By contrast, Italo’s 6.77 for a huge rotation going left (one of the best we’ve seen all year) was vastly underscored. You could not make that air more dynamic or land it cleaner. How far did he travel through the air? Ten feet? Fifteen? And he followed it with a seamless transition into a clean wrap that judges go weak at the knees for when Ewing does it. This scoring should be interrogated.
I love Ewing’s game, but the judging favourtism is starting to make me hate it. Plus, and this is wholly a WSL error, the optic needs to be who you would rather see at Trestles.
The unwelcome ghost of Pottz was in the room as Ronnie Blakey called Ewing’s waves “razor sharp, mistake-free surfing.”
Blakey compared them to artists. Ewing was an impressionist, he said, whereas Italo was a graffiti artist. I disagree. Italo is the mad genius. He might cut off his ear or stun you with creativity you never imagined. Ewing is becoming a bog standard portrait artist. His work is accurate, often beautiful, but it’s becoming unsurprising.
Over the whole heat, Ferreira’s surfing was more radical, more explosive, and a lot more entertaining to watch.

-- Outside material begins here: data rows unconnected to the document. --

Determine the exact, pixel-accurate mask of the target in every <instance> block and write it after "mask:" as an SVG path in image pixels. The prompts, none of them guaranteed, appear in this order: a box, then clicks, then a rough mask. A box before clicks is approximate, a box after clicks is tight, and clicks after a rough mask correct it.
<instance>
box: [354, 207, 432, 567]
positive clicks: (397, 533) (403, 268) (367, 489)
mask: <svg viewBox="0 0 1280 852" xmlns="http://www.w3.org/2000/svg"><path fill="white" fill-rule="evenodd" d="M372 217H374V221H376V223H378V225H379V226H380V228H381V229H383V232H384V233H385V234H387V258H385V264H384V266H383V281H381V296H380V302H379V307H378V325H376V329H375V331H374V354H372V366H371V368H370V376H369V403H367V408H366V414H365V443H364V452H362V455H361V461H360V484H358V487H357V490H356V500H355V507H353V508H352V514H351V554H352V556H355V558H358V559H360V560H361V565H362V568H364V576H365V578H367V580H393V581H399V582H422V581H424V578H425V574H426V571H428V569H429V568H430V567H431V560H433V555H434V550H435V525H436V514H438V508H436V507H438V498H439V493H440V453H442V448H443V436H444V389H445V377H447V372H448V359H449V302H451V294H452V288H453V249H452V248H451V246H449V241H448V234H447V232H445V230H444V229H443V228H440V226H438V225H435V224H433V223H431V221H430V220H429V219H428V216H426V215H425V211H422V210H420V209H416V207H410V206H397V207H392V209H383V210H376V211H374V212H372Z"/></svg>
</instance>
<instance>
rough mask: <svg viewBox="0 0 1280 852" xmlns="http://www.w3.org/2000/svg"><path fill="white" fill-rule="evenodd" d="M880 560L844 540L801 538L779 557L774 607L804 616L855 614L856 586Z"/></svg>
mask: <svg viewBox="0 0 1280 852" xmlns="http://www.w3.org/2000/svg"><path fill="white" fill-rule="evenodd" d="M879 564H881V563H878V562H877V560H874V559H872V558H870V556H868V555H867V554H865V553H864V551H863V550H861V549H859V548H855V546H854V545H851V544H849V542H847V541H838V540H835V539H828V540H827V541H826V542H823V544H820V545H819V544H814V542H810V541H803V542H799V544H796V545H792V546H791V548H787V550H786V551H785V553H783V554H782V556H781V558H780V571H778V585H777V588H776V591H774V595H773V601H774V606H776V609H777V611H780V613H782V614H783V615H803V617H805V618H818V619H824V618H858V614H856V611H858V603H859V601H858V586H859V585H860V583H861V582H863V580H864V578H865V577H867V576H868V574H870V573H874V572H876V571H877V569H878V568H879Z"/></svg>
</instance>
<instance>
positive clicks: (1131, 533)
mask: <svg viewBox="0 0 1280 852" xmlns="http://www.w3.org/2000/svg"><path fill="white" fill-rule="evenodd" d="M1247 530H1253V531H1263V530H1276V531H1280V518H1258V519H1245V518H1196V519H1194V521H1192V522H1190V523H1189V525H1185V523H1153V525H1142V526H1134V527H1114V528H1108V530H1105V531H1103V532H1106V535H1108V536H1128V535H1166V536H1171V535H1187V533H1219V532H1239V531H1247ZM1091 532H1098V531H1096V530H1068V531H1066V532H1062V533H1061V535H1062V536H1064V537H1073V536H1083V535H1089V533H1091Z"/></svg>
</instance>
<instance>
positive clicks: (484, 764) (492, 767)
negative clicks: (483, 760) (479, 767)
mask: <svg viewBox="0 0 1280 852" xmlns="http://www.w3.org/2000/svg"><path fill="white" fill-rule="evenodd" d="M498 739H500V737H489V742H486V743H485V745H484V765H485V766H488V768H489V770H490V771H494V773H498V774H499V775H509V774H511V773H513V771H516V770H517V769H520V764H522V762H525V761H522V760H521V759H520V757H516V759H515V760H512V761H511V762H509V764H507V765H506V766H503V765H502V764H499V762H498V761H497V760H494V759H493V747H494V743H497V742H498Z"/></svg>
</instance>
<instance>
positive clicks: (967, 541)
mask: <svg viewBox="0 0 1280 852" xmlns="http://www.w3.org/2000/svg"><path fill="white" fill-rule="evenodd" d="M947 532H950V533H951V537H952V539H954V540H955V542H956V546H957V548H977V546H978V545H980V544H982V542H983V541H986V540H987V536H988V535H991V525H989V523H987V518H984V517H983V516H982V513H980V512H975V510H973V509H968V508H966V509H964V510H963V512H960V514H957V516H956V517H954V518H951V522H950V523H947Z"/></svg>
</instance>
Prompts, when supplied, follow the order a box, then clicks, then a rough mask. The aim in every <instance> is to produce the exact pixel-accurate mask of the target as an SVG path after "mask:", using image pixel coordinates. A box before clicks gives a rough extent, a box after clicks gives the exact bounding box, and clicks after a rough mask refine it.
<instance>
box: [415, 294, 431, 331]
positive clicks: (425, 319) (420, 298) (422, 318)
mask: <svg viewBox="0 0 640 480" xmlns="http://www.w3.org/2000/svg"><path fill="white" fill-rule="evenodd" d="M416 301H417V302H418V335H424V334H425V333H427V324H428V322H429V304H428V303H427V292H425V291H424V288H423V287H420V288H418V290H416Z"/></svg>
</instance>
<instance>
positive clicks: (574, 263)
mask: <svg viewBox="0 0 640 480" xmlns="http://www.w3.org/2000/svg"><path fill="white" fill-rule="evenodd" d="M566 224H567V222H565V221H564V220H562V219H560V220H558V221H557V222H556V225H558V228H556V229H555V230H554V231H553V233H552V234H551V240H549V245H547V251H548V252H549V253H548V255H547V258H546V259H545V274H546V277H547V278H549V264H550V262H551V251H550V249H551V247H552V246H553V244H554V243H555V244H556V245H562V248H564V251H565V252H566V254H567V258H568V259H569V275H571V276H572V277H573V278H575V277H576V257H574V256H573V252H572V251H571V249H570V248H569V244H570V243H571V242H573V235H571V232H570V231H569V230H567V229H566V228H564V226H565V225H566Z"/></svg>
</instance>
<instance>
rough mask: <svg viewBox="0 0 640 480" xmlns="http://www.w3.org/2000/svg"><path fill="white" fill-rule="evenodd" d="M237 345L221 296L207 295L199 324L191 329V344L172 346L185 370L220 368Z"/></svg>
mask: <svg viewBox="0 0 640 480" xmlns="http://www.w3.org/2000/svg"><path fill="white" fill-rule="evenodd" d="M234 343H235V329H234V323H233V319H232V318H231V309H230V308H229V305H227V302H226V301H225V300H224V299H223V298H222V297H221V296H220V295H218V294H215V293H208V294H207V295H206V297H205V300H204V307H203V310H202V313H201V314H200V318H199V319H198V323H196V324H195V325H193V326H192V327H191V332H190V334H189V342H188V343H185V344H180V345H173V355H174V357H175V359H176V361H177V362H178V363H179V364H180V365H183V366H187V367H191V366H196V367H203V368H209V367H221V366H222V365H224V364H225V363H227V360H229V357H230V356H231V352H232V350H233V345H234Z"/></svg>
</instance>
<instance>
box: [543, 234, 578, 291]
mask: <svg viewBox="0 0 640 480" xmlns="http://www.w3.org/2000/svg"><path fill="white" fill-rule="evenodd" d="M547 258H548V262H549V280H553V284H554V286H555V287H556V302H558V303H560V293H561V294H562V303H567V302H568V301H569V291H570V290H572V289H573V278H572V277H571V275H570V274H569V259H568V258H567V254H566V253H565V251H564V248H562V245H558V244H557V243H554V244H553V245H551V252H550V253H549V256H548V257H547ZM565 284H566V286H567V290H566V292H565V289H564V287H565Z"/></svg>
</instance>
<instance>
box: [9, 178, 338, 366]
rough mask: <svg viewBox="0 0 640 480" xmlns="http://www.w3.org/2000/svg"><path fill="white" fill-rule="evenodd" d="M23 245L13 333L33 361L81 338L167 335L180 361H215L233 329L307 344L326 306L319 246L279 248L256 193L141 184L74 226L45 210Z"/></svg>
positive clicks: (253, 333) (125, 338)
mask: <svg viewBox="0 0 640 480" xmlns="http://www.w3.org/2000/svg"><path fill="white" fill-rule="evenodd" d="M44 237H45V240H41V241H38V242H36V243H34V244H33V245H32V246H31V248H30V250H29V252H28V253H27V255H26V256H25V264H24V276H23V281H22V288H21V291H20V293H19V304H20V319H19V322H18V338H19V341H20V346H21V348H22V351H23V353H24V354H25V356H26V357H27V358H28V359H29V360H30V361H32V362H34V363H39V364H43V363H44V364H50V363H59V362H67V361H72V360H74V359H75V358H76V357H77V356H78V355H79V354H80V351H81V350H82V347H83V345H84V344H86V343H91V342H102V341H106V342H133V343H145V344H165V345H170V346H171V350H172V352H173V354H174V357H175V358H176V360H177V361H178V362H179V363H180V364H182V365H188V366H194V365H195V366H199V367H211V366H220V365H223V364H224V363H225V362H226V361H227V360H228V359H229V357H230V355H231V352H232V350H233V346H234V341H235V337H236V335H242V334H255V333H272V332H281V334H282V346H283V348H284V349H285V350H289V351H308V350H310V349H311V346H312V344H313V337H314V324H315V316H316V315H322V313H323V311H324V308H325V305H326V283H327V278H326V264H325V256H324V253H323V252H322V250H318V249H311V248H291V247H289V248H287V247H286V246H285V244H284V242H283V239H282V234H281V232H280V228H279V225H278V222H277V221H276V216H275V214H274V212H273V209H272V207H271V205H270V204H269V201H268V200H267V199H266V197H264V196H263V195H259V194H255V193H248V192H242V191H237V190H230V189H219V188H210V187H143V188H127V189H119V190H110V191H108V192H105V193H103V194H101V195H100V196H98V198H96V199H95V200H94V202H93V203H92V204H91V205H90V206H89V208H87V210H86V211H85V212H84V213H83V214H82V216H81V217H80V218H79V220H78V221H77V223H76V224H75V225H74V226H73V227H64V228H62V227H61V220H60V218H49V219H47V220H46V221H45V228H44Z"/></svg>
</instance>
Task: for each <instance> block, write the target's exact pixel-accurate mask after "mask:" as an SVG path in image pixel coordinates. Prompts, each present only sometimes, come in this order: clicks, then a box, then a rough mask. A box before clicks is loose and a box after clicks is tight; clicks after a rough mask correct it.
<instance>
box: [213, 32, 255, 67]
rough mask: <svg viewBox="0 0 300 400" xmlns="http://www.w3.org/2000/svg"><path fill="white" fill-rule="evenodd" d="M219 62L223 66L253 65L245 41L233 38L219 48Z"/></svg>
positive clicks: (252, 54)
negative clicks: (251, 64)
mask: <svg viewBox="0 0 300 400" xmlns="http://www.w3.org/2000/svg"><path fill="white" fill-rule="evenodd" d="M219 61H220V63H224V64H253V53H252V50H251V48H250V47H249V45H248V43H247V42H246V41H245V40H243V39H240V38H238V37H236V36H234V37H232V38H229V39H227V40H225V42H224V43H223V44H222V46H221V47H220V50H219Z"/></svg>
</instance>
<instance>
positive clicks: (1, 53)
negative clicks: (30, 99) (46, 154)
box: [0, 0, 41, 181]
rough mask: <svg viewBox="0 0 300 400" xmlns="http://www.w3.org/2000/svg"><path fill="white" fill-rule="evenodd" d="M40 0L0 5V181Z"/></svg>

Is that not what this game is about?
And who would rather see at Trestles? Only one of these men has a chance of beating Filipe Toledo at that venue, that’s obvious.
The problems with the judging were laid bare by the overlapping heat format, and the juxtaposition of John Florence’s waves with Ethan Ewing’s. Florence shows that you can be beautiful and explosive.
I implore you to go to the replays.
Watch Ethan’s 8.07. The contrast with Italo’s 6.77 might come down to a question of taste (not in my opinion) but compare it to Florence’s 6.33 then 7.50. These two waves contained the two most skullfuckingly radical turns of the entire competition, if not the whole year.
Florence’s double arm drag layback, even as a single manoeuvre, was light years more radical, more oozing with personality and verve, than anything Ewing did. By contrast, Ethan looks to be playing it safe. I recognise that there’s a case of the Joel Parkinsons with Ewing, he makes the difficult look easy, but honestly, I’m not sure he’s even as good as Parko was.
Interrogate these judges or sack the lot of them.
They got it right eventually, awarding Florence a 9.43 for a two-turn final wave.
“While we went meandering down memory lane,” said Rabbit Bartholomew, referencing the classic event highlights that were being shown mid-heat, “John John Florence was back in the future with a 9.43”.
Ewing and Florence will match up in the quarter. Watch closely. You’ll see Florence’s rail work is every bit as clean as Ewing’s. His bottom turns are less twitchy, and his top turns come from somewhere far beyond the realms of mortal men.
Anything other than a Medina vs Florence final will feel like a letdown.